Coral reef ecosystems are at risk due to the direct and indirect effects of human activities. This study was designed to help natural resource managers make decisions on issues such as surveillance priorities, granting of permits for use, and discernment of which areas to monitor for climate change effects.
"Our maps of cumulative human impact are a powerful tool for synthesizing and visualizing the state of the oceans," said first author Selkoe, who is also affiliated with Hawaii Institute of Marine Biology at the University of Hawaii. "The maps can aid in strategically zoning uses of oceans in an informed way that maximizes commercial and societal benefits while minimizing further cumulative impact."
"President (George W.) Bush declared the Northwestern Hawaiian Islands a National Monument in 2006, in part because it is one of the last places in the oceans that have not been heavily altered by human activities," said Halpern. "Our maps of cumulative human impact on these islands show that, despite their extreme isolation, humans are already significantly impacting this special place, and that many of the key threats, such as those associated with climate change, are not mitigated with Monument designation. We must continue to act to protect these islands and coral atolls if we hope to preserve them for future generations."
The authors studied 14 threats specific to NWHI. The threats, all generated by humans, included alien species, bottom fishing, lobster trap fishing, ship-based pollution, ship strike risks, marine debris, research diving, research equipment installation, and wildlife sacrifice for research. Human-induced climate change threats were also studied, including increased ultraviolet radiation, seawater acidification, the number of warm ocean temperature anomalies relevant to disease outbreaks and coral bleaching, and sea level rise.
Risk of increased rates of coral disease due to warming ocean temperature was found to have the highest impact, along with other climate-related threats. However, the authors noted that climate issues cannot be resolved by managers at the regional level. It was noted that threats related to ship traffic are most easily managed by regional management.
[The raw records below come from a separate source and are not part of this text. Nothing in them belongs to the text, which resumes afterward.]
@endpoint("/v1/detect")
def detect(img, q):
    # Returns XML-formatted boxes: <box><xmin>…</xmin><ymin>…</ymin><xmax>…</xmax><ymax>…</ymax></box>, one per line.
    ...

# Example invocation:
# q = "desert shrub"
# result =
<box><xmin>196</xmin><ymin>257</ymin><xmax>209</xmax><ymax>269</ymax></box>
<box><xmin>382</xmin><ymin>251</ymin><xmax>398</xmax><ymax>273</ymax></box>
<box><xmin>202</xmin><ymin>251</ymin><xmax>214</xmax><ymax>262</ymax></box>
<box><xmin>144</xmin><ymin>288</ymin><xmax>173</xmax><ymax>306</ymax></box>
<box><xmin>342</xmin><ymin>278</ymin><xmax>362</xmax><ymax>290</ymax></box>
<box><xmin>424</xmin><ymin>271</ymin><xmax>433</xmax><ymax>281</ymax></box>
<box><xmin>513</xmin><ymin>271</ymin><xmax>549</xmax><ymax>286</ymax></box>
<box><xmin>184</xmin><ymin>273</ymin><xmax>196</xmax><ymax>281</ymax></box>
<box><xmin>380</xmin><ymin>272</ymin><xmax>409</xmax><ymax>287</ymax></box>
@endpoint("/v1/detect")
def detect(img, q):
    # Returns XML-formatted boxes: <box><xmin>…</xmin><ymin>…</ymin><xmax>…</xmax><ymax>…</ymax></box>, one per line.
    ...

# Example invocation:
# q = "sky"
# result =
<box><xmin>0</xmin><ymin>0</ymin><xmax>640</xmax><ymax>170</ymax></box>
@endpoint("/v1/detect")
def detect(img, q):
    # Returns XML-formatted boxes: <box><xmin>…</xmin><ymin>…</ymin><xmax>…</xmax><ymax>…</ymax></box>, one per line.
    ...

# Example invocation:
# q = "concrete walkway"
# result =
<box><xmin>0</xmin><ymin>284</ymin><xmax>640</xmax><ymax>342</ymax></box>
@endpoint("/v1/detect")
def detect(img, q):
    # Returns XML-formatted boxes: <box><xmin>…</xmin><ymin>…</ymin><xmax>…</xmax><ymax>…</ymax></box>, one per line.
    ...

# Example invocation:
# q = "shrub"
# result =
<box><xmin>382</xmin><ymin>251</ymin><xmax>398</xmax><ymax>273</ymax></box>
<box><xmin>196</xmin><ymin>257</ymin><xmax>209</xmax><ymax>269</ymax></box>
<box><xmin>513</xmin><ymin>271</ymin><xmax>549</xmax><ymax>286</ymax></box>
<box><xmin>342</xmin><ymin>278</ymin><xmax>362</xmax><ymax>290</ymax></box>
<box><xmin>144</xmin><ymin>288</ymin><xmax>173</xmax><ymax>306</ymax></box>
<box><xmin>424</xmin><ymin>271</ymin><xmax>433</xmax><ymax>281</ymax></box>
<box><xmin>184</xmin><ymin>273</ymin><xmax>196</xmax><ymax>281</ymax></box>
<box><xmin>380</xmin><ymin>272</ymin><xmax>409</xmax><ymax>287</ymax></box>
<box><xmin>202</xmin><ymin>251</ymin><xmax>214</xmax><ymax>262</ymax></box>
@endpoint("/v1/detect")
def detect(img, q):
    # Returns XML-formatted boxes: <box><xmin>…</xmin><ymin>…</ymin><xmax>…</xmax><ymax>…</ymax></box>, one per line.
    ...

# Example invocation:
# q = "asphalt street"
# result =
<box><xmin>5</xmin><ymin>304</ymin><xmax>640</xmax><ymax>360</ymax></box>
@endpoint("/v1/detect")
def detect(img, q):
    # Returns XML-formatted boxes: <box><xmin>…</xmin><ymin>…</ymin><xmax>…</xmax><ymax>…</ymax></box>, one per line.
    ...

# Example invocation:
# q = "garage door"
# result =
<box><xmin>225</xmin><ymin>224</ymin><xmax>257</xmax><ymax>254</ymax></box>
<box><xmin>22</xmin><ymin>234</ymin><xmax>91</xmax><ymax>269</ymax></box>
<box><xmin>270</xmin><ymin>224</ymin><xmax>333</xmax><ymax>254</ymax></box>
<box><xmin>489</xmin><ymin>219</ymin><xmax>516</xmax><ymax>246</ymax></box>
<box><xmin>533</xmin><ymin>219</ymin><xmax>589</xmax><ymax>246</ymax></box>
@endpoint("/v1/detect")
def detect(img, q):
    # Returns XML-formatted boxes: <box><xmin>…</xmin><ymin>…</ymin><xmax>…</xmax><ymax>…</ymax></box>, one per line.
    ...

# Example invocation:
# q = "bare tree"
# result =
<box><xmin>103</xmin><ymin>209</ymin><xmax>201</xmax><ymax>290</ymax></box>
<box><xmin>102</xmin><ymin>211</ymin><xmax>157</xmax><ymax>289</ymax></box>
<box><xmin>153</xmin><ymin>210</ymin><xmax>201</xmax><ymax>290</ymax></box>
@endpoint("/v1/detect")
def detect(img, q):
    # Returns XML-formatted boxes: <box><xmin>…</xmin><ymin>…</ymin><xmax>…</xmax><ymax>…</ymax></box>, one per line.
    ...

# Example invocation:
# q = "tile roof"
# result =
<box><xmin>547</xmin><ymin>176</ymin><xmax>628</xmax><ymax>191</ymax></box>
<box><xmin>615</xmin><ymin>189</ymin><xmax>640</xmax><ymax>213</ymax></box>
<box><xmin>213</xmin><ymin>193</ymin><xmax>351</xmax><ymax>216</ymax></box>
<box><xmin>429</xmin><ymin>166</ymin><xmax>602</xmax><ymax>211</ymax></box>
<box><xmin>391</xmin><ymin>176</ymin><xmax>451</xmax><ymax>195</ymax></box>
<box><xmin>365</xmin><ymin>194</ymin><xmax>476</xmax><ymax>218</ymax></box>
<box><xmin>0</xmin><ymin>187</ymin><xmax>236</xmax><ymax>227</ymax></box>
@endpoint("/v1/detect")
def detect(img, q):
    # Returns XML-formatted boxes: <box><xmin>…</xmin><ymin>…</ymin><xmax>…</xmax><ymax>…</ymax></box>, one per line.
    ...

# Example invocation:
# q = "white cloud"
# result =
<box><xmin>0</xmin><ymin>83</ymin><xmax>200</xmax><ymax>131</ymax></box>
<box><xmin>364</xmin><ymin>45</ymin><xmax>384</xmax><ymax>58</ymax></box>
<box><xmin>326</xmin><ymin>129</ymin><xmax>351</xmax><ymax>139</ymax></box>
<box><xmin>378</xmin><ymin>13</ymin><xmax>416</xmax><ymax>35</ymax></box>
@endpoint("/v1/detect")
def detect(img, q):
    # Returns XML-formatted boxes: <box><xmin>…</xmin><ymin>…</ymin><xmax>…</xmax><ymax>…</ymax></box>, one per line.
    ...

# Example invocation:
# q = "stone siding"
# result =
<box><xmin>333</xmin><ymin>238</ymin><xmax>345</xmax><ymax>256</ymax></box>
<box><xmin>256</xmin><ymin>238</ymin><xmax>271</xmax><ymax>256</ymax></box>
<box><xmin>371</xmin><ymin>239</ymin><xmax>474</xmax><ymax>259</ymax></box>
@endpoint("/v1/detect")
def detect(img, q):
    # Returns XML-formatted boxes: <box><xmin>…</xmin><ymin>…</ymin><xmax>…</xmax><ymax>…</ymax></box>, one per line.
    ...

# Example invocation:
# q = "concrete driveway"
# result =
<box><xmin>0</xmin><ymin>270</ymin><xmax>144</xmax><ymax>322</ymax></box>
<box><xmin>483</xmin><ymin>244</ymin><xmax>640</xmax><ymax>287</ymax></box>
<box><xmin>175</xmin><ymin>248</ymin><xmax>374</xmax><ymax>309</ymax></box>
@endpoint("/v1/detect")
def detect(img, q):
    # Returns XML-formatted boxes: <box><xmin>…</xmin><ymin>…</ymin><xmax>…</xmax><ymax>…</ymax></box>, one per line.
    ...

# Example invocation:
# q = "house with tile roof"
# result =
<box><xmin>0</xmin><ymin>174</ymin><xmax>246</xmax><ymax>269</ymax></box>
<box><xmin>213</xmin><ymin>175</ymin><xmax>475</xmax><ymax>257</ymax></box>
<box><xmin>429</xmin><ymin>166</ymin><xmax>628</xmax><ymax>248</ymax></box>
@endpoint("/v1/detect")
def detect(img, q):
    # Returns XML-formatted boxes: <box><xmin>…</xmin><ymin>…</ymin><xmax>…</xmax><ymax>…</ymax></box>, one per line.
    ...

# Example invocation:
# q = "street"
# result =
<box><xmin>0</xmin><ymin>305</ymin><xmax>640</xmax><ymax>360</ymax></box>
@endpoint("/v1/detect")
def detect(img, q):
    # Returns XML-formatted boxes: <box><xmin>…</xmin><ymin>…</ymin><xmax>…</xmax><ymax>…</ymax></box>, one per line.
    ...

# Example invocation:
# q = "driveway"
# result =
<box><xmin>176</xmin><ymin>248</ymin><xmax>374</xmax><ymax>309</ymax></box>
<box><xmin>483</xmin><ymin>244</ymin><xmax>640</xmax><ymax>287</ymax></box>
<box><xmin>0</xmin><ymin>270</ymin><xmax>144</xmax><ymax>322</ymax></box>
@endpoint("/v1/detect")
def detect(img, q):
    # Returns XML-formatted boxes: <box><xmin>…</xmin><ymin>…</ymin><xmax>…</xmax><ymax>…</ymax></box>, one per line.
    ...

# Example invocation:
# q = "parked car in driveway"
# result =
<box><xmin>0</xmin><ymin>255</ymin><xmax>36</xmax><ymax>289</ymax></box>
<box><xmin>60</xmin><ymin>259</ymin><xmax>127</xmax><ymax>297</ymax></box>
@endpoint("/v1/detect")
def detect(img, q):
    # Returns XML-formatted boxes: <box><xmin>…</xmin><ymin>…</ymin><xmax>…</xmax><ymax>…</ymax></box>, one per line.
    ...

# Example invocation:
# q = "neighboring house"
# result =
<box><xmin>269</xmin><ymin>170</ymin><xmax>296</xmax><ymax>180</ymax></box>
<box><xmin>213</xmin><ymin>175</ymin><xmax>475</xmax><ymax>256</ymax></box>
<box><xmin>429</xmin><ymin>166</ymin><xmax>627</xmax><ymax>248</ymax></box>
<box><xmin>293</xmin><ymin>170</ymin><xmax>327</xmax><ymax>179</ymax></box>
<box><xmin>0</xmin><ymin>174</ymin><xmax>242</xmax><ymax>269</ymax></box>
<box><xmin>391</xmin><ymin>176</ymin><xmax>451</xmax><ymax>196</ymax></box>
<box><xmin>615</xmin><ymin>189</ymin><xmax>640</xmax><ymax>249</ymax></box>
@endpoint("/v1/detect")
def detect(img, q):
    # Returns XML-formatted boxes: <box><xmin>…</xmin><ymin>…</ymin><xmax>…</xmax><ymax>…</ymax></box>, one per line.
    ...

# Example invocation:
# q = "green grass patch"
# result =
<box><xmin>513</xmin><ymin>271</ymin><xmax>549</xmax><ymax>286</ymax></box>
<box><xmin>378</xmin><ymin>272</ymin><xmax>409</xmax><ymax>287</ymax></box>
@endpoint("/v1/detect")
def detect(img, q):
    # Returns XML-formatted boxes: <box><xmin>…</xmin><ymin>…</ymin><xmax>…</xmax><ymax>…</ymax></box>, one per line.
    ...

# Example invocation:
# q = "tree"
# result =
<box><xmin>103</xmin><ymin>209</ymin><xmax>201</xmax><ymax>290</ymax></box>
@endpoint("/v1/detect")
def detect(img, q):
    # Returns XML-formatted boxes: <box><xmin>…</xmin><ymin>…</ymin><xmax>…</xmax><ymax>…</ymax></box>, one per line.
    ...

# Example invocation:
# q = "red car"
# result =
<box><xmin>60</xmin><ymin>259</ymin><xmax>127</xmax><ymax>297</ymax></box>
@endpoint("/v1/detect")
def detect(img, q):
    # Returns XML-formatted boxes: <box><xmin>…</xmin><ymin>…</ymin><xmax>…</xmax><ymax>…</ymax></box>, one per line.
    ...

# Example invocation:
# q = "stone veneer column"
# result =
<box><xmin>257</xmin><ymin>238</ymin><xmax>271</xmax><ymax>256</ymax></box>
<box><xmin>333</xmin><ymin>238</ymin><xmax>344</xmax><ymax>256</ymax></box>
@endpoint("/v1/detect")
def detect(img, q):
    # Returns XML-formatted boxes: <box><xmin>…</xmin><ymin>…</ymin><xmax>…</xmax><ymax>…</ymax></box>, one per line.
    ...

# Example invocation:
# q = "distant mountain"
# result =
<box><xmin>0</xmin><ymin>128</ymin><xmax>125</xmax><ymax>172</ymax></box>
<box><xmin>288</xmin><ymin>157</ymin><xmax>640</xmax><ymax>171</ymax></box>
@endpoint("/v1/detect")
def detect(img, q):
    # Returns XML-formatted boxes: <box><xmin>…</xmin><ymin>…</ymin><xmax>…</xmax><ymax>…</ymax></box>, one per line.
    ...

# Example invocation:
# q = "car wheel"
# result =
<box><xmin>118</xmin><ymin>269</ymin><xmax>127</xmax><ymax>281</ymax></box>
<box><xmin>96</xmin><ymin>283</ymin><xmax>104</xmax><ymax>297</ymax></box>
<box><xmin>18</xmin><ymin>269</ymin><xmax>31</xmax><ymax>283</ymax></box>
"With the scientific justification provided by our study, the managers of the Monument have an opportunity to make addressing the worst threats a top priority as they decide on management strategies," said Selkoe. "By updating the map of cumulative impacts through time, success of management plans in reducing cumulative impacts can be measured, and permits for new uses can be evaluated in the context of how they add to the landscape of cumulative impacts.
"The coral reefs of the Northwestern Hawaiian Islands make up the majority of U.S. coral reef area, and we should all be proud that they are some of the most pristine in the world, and fully protected under U.S. law," said Selkoe. "However, threats like marine debris, pollution from shipping, climate change effects and alien species still threaten to degrade these reefs. Our effort to systematically inventory and map the ongoing threats to these reefs, as we have done in this project, is an important part of protecting them."
The authors note that this analysis can serve as a case study for other areas and managers who are interested in mapping region-specific cumulative human impacts and in making assessments.